Cumhurbaşkanı Yardımcısı Cevdet Yılmaz, Cumhurbaşkanlığı Külliyesi’nde düzenlenen “2026-2028 Orta Vadeli Program Lansmanı”nda ekonomiye ilişkin önemli mesajlar verdi.
Yılmaz, programın tüm paydaşlarla istişare edilerek hazırlandığını vurgularken, “Cumhurbaşkanımızın güçlü siyasi iradesiyle ortaya koyduğumuz ekonomi programımız başarıyla uygulanmakta, somut sonuçlarını da birlikte görüyoruz” dedi.
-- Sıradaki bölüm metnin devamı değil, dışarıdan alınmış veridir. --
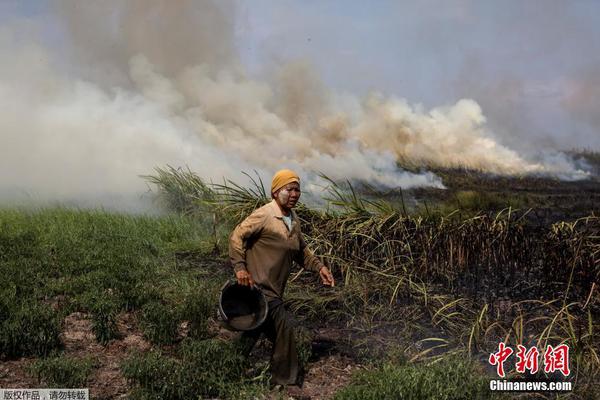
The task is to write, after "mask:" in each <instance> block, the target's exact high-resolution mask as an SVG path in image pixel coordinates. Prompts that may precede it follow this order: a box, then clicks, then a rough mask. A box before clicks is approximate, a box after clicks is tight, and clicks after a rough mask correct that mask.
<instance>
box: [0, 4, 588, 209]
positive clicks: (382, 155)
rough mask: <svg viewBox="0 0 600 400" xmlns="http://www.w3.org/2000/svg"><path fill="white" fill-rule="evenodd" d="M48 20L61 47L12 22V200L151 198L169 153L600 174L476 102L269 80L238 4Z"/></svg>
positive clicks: (411, 174) (2, 58) (9, 89)
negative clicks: (262, 66) (514, 131)
mask: <svg viewBox="0 0 600 400" xmlns="http://www.w3.org/2000/svg"><path fill="white" fill-rule="evenodd" d="M38 18H42V17H38ZM43 18H44V21H46V23H47V21H48V20H51V21H54V22H53V24H55V26H54V28H55V29H57V30H58V31H60V32H62V34H61V35H60V38H61V41H60V43H59V44H57V43H48V41H47V40H43V38H42V37H41V36H43V29H42V28H39V27H37V26H36V25H39V24H41V23H42V22H41V20H39V19H38V20H36V19H35V18H34V19H32V20H29V21H12V22H11V23H9V24H6V26H5V27H4V28H2V29H1V30H0V59H1V60H2V61H0V107H1V109H2V110H4V112H3V115H2V117H0V154H1V157H0V170H1V171H2V173H0V197H1V198H3V199H5V200H6V199H11V198H12V199H14V198H17V197H18V196H20V195H22V193H28V194H29V195H30V196H32V197H33V198H34V199H39V200H68V199H81V200H82V201H84V202H85V201H86V200H88V201H92V202H93V201H94V199H96V200H97V201H98V202H100V203H101V204H104V205H107V204H108V205H110V203H111V201H112V200H107V199H111V198H112V199H116V200H114V201H119V200H118V199H119V197H120V196H125V197H127V196H129V197H132V196H133V197H136V196H139V194H140V193H143V192H144V191H145V190H146V189H147V188H146V186H145V183H144V181H143V180H141V179H140V178H139V175H141V174H148V173H151V172H152V170H153V168H154V167H155V166H164V165H166V164H170V165H176V166H183V165H188V166H189V167H190V168H191V169H192V170H194V171H196V172H198V173H199V174H200V175H202V176H203V177H205V178H207V179H213V180H218V181H219V180H221V179H222V178H223V177H227V178H230V179H234V180H237V181H241V182H244V176H243V174H242V171H252V170H256V171H257V172H258V174H259V175H260V176H262V177H263V179H265V180H267V181H268V180H269V178H270V176H271V175H272V173H273V172H274V171H275V170H277V169H280V168H283V167H291V168H295V169H298V170H299V171H300V172H301V175H302V176H304V177H305V178H307V179H308V182H309V183H312V182H314V181H315V179H316V178H315V173H316V172H317V171H322V172H324V173H325V174H327V175H328V176H330V177H331V178H334V179H356V180H363V181H367V182H369V183H371V184H375V185H381V186H385V187H398V186H400V187H404V188H407V187H414V186H434V187H442V185H441V182H440V180H439V179H438V178H437V177H436V176H435V175H434V174H432V173H430V172H423V173H418V174H417V173H412V172H407V171H404V170H402V169H401V168H400V167H398V163H399V162H409V163H411V164H413V165H415V164H416V165H422V166H431V165H437V166H440V165H441V166H462V167H472V168H478V169H481V170H484V171H489V172H494V173H499V174H522V173H542V174H550V175H556V176H562V177H567V178H578V177H584V176H585V172H583V171H580V170H577V169H576V168H575V167H573V164H572V163H571V162H570V161H569V160H568V159H561V161H564V162H561V163H556V162H553V163H545V162H544V161H540V160H537V161H535V160H530V159H525V158H524V157H522V156H521V155H519V153H518V152H517V151H515V150H513V149H510V148H507V147H505V146H503V145H501V144H500V143H499V141H498V140H496V138H495V137H494V135H493V134H492V132H490V131H489V130H488V128H487V126H486V118H485V116H484V114H483V112H482V110H481V108H480V106H479V105H478V104H477V103H476V102H475V101H473V100H469V99H462V100H459V101H457V102H456V103H454V104H448V105H443V106H440V107H436V108H433V109H431V110H424V109H423V108H422V107H420V106H415V105H411V104H410V103H409V102H408V101H407V100H405V99H402V98H400V97H385V96H382V95H379V94H376V93H375V94H372V95H370V96H367V97H366V98H362V99H361V98H357V97H354V96H350V95H341V94H337V93H335V92H333V91H331V90H329V89H328V88H327V87H326V86H325V85H324V84H323V83H322V82H321V81H320V79H319V77H318V76H317V75H316V73H315V72H314V70H313V69H312V68H311V67H310V64H309V63H308V62H306V61H298V62H292V63H286V64H282V65H279V66H277V67H276V68H274V70H275V73H273V74H272V76H271V77H269V78H268V79H263V80H258V79H253V78H251V77H249V76H247V74H246V73H245V72H244V69H243V67H242V65H241V64H240V62H239V60H238V58H237V56H236V52H235V43H234V35H233V27H234V18H235V8H234V7H233V4H231V3H229V2H219V3H218V4H217V3H212V2H209V1H206V2H201V3H199V2H197V1H191V0H190V1H177V2H172V1H167V0H151V1H147V0H143V1H142V0H131V1H127V2H121V1H109V2H80V1H63V2H60V3H59V6H58V7H56V8H54V9H52V10H50V11H49V14H48V15H45V16H43ZM25 27H26V28H25ZM36 30H37V32H38V33H37V34H36V33H35V32H36ZM32 32H33V33H32ZM40 32H41V34H40ZM575 100H576V99H575V97H574V100H573V101H575ZM19 193H20V194H19Z"/></svg>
Yılmaz; enflasyondaki kesintisiz düşüş, cari açıkta iyileşme ve artan rezervlere dikkat çekerek, 2028’e kadar tek haneli enflasyon ve 21 bin dolarlık kişi başına gelir hedefini paylaştı.
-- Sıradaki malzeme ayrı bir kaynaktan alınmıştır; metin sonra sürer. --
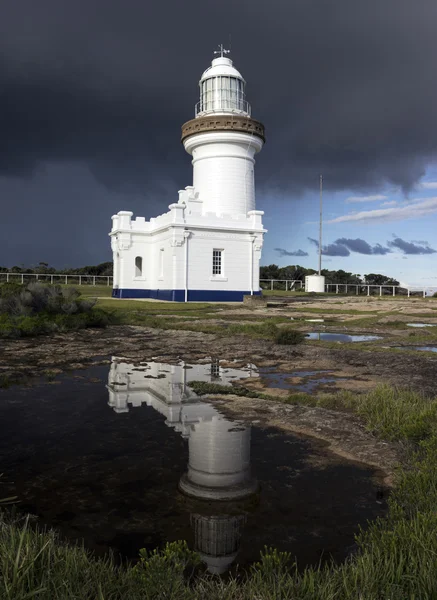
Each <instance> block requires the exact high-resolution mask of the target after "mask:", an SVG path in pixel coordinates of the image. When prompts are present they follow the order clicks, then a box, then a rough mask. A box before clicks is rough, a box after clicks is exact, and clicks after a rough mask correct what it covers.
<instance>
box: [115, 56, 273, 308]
mask: <svg viewBox="0 0 437 600" xmlns="http://www.w3.org/2000/svg"><path fill="white" fill-rule="evenodd" d="M227 53H228V51H227V50H224V49H223V47H222V46H221V47H220V50H219V51H218V54H219V56H218V57H217V58H215V59H214V60H213V61H212V64H211V66H210V67H209V68H208V69H207V70H206V71H205V72H204V73H203V75H202V77H201V79H200V82H199V86H200V100H199V102H198V103H197V105H196V108H195V118H194V119H192V120H191V121H188V122H187V123H185V124H184V125H183V126H182V143H183V145H184V148H185V150H186V151H187V152H188V154H190V155H191V156H192V164H193V185H190V186H187V187H186V188H185V189H183V190H180V191H179V199H178V201H177V202H175V203H173V204H170V205H169V212H167V213H164V214H163V215H160V216H158V217H156V218H152V219H150V221H146V220H145V219H144V217H137V218H136V219H133V218H132V217H133V213H132V212H130V211H121V212H119V213H118V214H117V215H114V216H113V217H112V221H113V225H112V230H111V232H110V236H111V246H112V251H113V260H114V284H113V287H114V289H113V296H114V297H117V298H157V299H161V300H173V301H182V302H183V301H185V302H187V301H241V300H242V299H243V296H245V295H254V294H259V293H260V290H259V261H260V257H261V249H262V244H263V235H264V233H265V229H264V228H263V224H262V216H263V214H264V213H263V212H262V211H258V210H256V207H255V185H254V165H255V155H256V154H257V153H258V152H259V151H260V150H261V148H262V147H263V144H264V141H265V132H264V126H263V125H262V123H260V122H259V121H256V120H255V119H252V117H251V108H250V105H249V103H248V102H247V100H246V91H245V87H246V82H245V80H244V79H243V77H242V75H241V74H240V73H239V71H237V69H236V68H235V67H234V66H233V63H232V60H231V59H230V58H228V57H227V56H226V54H227Z"/></svg>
Cumhurbaşkanı Yardımcısı Cevdet Yılmaz’ın açıklamalarından öne çıkanlar şöyle:
• Programımız ilgili tüm taraflarla istişare edilmiştir.
• Cumhurbaşkanımızın güçlü siyasi iradesiyle ortaya koyduğumuz ekonomi programımız başarıyla uygulanmakta, somut sonuçlarını da birlikte görüyoruz.
• Geçtiğimiz yıl uygulamaya konulan OVP’den bu yana küresel olumsuzluklar yaşanmıştır.
• Menfi hadiselere rağmen temel makroekonomik politika yaklaşımı sürdürülmüş, mali disiplin ve sürdürülebilir büyüme hedefinden sapma olmamıştır.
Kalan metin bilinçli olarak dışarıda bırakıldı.